LSDD – Part. 1, chap. 5 – Extrait
…
Un an plus tard environ, au début du mois d’avril,
alors que mon frère était effectivement devenu le père d’un magnifique petit
garçon, que j’avais moi-même goutté par deux fois aux joies des trance party,
il me téléphona aux proches abords de minuit, alors que je profitais ce soir là
de mon célibat géographique, tapotant sur le clavier d’un ordinateur portable
ancestral peu fiable, dont j’avais hérité quelques mois plus tôt. Il me dit très
simplement :
- Bon, Olivier… Je vois le neurologue
demain matin. J’ai des nouveaux symptômes depuis quelques temps et je
pense que là, il sera capable de me dire de quoi il s’agit.
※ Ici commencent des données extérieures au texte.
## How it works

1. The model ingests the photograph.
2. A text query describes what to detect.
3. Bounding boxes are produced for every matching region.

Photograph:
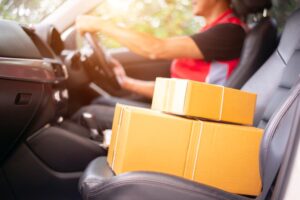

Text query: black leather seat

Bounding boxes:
[79,10,300,200]
[225,0,278,89]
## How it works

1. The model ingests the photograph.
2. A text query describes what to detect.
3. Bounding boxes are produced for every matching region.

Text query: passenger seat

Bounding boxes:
[79,9,300,200]
[225,0,278,89]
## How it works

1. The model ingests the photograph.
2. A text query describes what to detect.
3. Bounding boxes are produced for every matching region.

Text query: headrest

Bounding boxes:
[231,0,272,17]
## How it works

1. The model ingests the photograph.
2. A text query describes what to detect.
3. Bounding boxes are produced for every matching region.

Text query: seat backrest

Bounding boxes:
[242,9,300,128]
[225,17,277,89]
[257,81,300,200]
[225,0,277,89]
[231,0,272,17]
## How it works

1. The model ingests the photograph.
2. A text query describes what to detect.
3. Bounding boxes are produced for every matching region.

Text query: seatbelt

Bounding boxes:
[257,82,300,200]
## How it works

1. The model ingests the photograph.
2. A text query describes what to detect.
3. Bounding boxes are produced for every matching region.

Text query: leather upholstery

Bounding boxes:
[79,10,300,200]
[242,10,300,127]
[231,0,272,16]
[225,17,277,89]
[79,83,300,200]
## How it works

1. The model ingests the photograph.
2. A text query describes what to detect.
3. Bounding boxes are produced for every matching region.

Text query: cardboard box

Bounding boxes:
[108,105,263,195]
[152,78,256,125]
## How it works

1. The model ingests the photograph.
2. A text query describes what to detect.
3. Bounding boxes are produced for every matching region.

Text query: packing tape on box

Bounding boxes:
[219,86,225,121]
[192,121,204,180]
[111,108,124,169]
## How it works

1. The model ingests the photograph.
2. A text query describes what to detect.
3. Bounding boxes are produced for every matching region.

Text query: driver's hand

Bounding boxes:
[76,15,99,34]
[109,57,128,89]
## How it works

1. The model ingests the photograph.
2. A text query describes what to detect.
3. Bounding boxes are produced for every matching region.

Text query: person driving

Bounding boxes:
[76,0,247,130]
[76,0,246,98]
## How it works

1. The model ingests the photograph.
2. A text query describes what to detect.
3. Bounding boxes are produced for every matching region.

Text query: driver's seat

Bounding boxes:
[79,7,300,200]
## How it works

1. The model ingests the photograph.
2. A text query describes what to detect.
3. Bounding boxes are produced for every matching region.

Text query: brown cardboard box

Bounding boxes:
[152,78,256,125]
[108,105,263,195]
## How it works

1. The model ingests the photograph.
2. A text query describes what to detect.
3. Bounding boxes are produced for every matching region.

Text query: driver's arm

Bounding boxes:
[76,16,204,59]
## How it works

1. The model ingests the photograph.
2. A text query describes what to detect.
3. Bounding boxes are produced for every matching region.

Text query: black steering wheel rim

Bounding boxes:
[84,32,120,89]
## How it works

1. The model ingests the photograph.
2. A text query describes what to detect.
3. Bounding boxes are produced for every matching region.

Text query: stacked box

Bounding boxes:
[107,79,263,195]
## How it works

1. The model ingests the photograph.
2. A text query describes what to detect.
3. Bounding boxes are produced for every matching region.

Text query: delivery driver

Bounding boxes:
[76,0,246,131]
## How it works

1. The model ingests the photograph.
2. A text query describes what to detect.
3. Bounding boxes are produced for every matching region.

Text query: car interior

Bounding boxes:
[0,0,300,200]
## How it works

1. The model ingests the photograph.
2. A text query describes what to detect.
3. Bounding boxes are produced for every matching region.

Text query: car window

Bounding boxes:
[271,0,300,31]
[0,0,65,24]
[90,0,205,48]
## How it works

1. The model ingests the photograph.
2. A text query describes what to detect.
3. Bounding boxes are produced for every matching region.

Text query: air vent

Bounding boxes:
[51,63,66,78]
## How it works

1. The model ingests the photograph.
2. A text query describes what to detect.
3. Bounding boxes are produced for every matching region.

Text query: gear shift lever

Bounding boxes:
[80,112,103,142]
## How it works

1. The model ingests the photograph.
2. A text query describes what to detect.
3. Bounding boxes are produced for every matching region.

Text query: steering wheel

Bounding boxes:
[84,33,121,90]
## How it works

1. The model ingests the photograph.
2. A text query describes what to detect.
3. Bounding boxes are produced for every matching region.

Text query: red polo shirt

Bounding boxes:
[171,9,246,85]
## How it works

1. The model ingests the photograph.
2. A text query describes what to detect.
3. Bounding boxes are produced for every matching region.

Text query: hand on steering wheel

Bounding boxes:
[84,32,121,89]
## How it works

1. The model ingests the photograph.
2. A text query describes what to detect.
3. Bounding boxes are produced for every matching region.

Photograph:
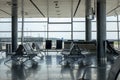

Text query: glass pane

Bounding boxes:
[24,23,47,31]
[92,22,97,31]
[73,22,85,31]
[0,23,11,31]
[0,32,11,38]
[92,32,97,40]
[49,18,71,22]
[73,18,85,21]
[24,32,47,38]
[107,32,118,39]
[49,24,71,31]
[73,32,85,40]
[106,22,117,31]
[49,32,71,39]
[106,16,117,21]
[0,18,11,21]
[24,18,47,21]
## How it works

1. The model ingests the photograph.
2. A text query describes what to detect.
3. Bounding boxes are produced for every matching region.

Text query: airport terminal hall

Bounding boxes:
[0,0,120,80]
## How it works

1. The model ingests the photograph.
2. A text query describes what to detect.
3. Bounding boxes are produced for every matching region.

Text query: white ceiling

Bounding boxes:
[0,0,120,18]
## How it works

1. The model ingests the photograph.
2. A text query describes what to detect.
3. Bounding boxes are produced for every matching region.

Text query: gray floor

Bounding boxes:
[0,52,113,80]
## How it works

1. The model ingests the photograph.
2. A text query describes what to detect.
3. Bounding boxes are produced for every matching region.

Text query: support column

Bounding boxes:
[85,0,91,41]
[12,0,18,52]
[97,0,106,67]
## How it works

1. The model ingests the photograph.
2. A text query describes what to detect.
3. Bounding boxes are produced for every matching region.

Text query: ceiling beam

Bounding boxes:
[0,9,11,16]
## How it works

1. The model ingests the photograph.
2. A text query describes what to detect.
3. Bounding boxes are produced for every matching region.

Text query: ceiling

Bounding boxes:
[0,0,120,18]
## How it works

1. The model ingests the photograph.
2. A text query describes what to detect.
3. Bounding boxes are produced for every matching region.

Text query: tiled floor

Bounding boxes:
[0,52,114,80]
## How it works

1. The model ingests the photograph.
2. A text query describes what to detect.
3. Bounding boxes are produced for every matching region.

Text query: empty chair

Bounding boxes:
[4,45,24,64]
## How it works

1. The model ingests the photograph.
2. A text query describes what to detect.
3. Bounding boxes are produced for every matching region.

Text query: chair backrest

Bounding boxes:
[45,40,52,49]
[56,40,62,49]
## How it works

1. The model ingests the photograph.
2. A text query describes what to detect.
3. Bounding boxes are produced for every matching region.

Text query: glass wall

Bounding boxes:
[0,16,120,40]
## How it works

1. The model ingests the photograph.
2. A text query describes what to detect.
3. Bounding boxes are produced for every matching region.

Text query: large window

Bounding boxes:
[0,16,120,40]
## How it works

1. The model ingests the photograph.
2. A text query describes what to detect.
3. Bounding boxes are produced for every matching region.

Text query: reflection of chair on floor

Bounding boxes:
[23,44,41,62]
[4,44,41,63]
[60,43,85,64]
[4,45,24,63]
[34,42,45,57]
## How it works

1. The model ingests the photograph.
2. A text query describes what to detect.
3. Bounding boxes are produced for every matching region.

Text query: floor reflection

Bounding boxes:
[11,63,38,80]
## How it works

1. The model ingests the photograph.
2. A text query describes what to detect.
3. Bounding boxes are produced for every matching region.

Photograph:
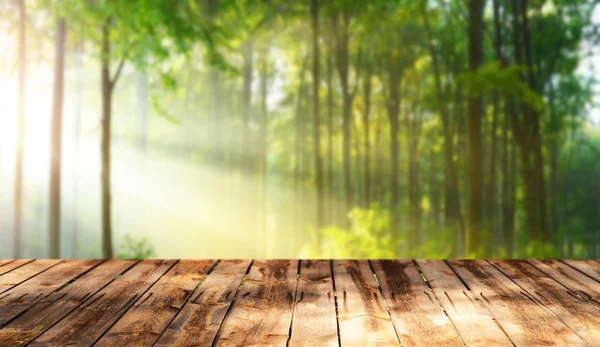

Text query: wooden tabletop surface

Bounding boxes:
[0,259,600,347]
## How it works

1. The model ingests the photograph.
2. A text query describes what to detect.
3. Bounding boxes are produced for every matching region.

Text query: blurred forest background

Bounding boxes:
[0,0,600,258]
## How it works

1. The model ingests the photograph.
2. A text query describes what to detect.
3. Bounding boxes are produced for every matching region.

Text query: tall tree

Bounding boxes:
[363,65,373,208]
[421,0,464,256]
[50,19,66,258]
[310,0,325,244]
[332,3,356,223]
[13,0,27,258]
[464,0,484,254]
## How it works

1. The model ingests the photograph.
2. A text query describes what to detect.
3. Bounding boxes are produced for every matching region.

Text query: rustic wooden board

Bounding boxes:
[0,259,33,276]
[0,259,15,267]
[529,260,600,308]
[95,260,216,346]
[0,259,61,294]
[416,260,512,346]
[0,260,136,346]
[371,260,464,346]
[492,261,600,346]
[333,260,400,347]
[216,260,298,346]
[155,260,252,346]
[0,260,100,327]
[30,260,175,346]
[289,260,339,347]
[563,259,600,281]
[450,260,586,346]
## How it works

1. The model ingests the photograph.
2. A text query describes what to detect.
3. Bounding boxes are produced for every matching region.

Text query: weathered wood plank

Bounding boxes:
[0,260,136,346]
[492,261,600,346]
[333,260,400,347]
[30,260,175,346]
[0,260,100,327]
[289,260,339,347]
[563,259,600,281]
[450,260,585,346]
[0,259,15,267]
[217,260,298,346]
[155,260,252,347]
[418,260,512,346]
[0,259,61,294]
[371,260,464,346]
[0,259,33,276]
[529,260,600,308]
[95,260,215,347]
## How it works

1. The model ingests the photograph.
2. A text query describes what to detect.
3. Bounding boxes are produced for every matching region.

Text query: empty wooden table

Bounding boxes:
[0,259,600,346]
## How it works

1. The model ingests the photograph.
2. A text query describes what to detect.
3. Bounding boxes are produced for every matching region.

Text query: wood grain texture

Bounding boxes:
[216,260,298,346]
[0,259,61,294]
[0,259,33,276]
[449,260,586,346]
[0,260,135,346]
[0,260,600,347]
[371,260,464,346]
[0,259,15,267]
[563,259,600,281]
[492,261,600,346]
[289,260,339,347]
[416,260,512,346]
[529,260,600,308]
[0,260,100,327]
[333,260,400,347]
[30,260,175,346]
[155,260,252,347]
[95,260,216,347]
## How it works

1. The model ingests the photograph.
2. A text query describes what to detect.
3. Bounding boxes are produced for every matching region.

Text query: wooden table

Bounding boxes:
[0,259,600,347]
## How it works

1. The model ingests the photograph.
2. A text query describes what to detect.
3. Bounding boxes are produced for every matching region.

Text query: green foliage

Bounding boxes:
[306,204,401,259]
[117,234,155,259]
[458,61,546,112]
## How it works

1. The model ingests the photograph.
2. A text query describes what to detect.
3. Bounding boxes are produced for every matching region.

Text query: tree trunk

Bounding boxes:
[422,4,464,256]
[521,0,550,242]
[485,94,499,256]
[294,58,308,250]
[326,56,336,223]
[71,41,85,258]
[138,71,150,153]
[406,102,421,254]
[50,19,66,259]
[100,20,113,259]
[256,44,269,256]
[363,69,371,209]
[310,0,325,247]
[13,0,27,258]
[240,38,254,178]
[387,66,401,242]
[509,0,540,243]
[239,38,258,247]
[464,0,484,255]
[333,9,352,225]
Je n’assimilai que très partiellement toute
l’ampleur de ce que cela signifiait vraiment. Je lui reprochai de m’avoir caché
la réapparition de ses troubles, le questionnai sur la nature des ces derniers,
toujours semblables à ces dérangements sensitifs qu’il avait connus un an
auparavant, auxquels était venue s’ajouter une étrange baisse de son acuité
visuelle. Sans que je ne lui dise, je le trouvai très courageux, puisque la
chose était revenue, le tourmentant depuis des semaines sans qu’il n’eut rien
dit, rien avoué, rien laissé transparaître de ses inquiétudes à aucun des membres
de sa famille. Je raccrochai après un quart d’heure, ayant essayé tant bien que
mal de le rassurer, lui disant avec insistance que tout irait bien, que cela ne
pouvait pas être bien grave, de toute façon. Je tentais en vérité de me
convaincre autant que lui, tandis qu’au fond de moi s’était installé un truc
méchant, une angoisse sourde et lourde au ventre, irradiant mes fibres tel un
signal d’alarme tangiblement prémonitoire. Le lendemain, il téléphona sur mon
portable vers 11h30, alors que j’avais laissé l’engin loin de moi, doucement
affairé à mon travail, aidant un jeune diplômé à naviguer sur internet et les
sites dédiés à la recherche d’emploi. Je n’eus son message que vers midi ;
sa voix me parut bizarrement tronquée, presque métallique. Il disait :
- Oui Olivier, c’est moi… Bon, écoutes, les
nouvelles ne sont pas très bonnes, alors rappelles-moi dès que tu peux.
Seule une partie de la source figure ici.